Sappho
Very little is known about Sappho: that she was a famous poet in antiquity, the inventor of the "Saphic metre" (Saphic rhythm) and that she may have been a lesbian, hence the name of the island, Lesbos.In reality, she lived around the 7th century BC, was born into an aristocratic family on the said island, had several siblings, and married a very rich man as a young woman, with whom she had a daughter named Cleis .
Sapho built her "House of the Muses" in the cult of Aphrodite and Eros, a kind of school that encouraged young noblewomen to write.
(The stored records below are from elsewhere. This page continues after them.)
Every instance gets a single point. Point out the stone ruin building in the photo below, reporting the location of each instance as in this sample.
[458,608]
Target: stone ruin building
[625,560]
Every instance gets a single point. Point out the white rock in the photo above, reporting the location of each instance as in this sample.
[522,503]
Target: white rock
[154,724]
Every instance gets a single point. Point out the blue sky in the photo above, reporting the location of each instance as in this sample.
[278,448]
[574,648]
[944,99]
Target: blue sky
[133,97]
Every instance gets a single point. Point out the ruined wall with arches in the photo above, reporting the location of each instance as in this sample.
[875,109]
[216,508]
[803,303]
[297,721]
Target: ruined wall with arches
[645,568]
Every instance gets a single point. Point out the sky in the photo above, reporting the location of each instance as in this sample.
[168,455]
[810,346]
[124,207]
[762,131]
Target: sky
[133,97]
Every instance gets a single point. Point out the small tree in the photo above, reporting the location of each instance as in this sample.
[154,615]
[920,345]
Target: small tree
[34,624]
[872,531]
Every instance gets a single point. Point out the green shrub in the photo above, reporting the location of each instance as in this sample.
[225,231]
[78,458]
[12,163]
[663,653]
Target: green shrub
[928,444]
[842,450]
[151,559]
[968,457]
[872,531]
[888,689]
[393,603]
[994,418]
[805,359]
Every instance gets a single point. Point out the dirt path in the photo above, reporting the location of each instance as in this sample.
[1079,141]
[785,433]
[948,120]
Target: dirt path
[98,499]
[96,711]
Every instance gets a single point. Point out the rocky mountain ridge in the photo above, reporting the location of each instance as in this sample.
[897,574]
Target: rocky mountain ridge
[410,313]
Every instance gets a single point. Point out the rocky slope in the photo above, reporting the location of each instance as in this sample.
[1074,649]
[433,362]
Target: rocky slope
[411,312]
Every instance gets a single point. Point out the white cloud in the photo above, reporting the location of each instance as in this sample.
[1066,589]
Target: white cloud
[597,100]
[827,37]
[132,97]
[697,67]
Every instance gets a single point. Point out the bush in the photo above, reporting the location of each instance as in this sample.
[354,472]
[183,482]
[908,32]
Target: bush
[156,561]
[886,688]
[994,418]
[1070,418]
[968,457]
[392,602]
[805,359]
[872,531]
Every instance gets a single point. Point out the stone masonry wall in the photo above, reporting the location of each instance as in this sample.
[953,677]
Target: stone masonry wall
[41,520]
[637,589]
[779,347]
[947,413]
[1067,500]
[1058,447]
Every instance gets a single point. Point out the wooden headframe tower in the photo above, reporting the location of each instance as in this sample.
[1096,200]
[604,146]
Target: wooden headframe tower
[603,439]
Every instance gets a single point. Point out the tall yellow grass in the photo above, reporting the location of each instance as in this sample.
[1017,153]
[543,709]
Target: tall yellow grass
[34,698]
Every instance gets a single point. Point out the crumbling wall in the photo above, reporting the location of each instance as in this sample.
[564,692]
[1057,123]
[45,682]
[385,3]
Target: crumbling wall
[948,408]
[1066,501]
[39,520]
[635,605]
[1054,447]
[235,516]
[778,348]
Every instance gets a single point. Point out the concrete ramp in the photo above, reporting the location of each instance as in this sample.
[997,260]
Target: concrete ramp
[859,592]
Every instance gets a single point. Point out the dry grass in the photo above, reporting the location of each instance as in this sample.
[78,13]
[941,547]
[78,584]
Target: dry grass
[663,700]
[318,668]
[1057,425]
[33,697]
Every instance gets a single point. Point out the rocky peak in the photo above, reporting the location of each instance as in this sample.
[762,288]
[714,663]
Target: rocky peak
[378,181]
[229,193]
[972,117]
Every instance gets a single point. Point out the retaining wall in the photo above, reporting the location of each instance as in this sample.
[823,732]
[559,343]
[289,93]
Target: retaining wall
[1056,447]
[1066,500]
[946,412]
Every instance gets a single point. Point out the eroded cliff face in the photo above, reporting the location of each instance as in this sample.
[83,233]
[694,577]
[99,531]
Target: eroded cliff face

Plato called her "the tenth muse". It is not known exactly whether she actually invented the Sapphic rhythm or just refined it. Her work has survived to a very small extent. Only a few fragments have come to light, mostly old works dedicated to her and not those written by her.
Three centuries after her death, writers parodied her, propagating the idea that she was a lesbian – a term derived from the name of the island where she lived.
This is the reason that led Pope Gregory burn the few poems that had become known and which, it is said, would have been dedicated to her students.
Concrete evidence in this promiscuous sense does not exist, and historians admit that an injustice may be committed in this sense.
Publius Ovidius says that she would have died young, thrown into the sea, for the love of a man, a young sailor, Phaon.
Other historians claim that, on the contrary, she would have died old, but again, no evidence.
From the scraps of information we have about this woman is that in addition to being a famous poet, she was also one of the first woman teachers in human history.